Le président des États-Unis, Donald Trump, a affirmé ce lundi que le chef du régime vénézuélien, Delcy Rodríguez, était en train de fermer un centre de torture au cœur de Caracas, après la chute de Nicolas Maduro. Lors d’un événement de son parti, Trump a assuré que le chavisme au Venezuela « disposait d’une chambre de torture au milieu de Caracas, qui est actuellement en train d’être fermée », en référence aux installations dans lesquelles sont détenus les prisonniers politiques de ce pays, bien qu’il n’ait pas mentionné directement l’Hélicoide.
Selon Trump, la décision de fermer ce centre serait prise par Delcy Rodríguez, actuel président en charge du pays après l'arrestation de Maduro ce week-end. Le président américain a qualifié Maduro de « type violent » et a affirmé qu’« il a tué des millions de personnes » et a ordonné la torture depuis le pouvoir.
« Il a torturé. Ils ont une chambre de torture au milieu de Caracas qu'ils sont en train de fermer.
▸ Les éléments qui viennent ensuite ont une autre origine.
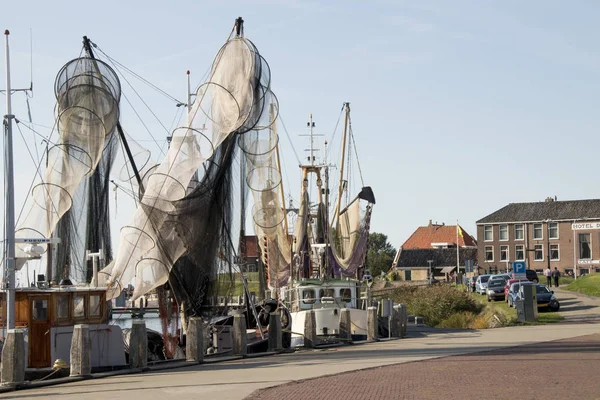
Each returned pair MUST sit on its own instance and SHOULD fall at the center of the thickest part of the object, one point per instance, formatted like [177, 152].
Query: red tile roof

Mais il a torturé des gens », a-t-il souligné.
Concernant l'opération qui s'est terminée par la capture de Maduro, il a affirmé : « L'électricité a été coupée dans presque tout le pays, c'est à ce moment-là qu'ils ont compris qu'il y avait un problème. Les seules personnes qui avaient de la lumière étaient celles qui avaient des bougies » ; tout en soulignant que « 152 avions ont participé à l’opération au Venezuela ».
Dans un autre passage de son discours, dans lequel il a abordé d'autres sujets, il a souligné : « L'opération de samedi est impressionnante. Nous avons surpris Maduro ».
« Les États-Unis ont prouvé une fois de plus qu’ils possédaient l’armée la plus importante au monde », a-t-il fait remarquer.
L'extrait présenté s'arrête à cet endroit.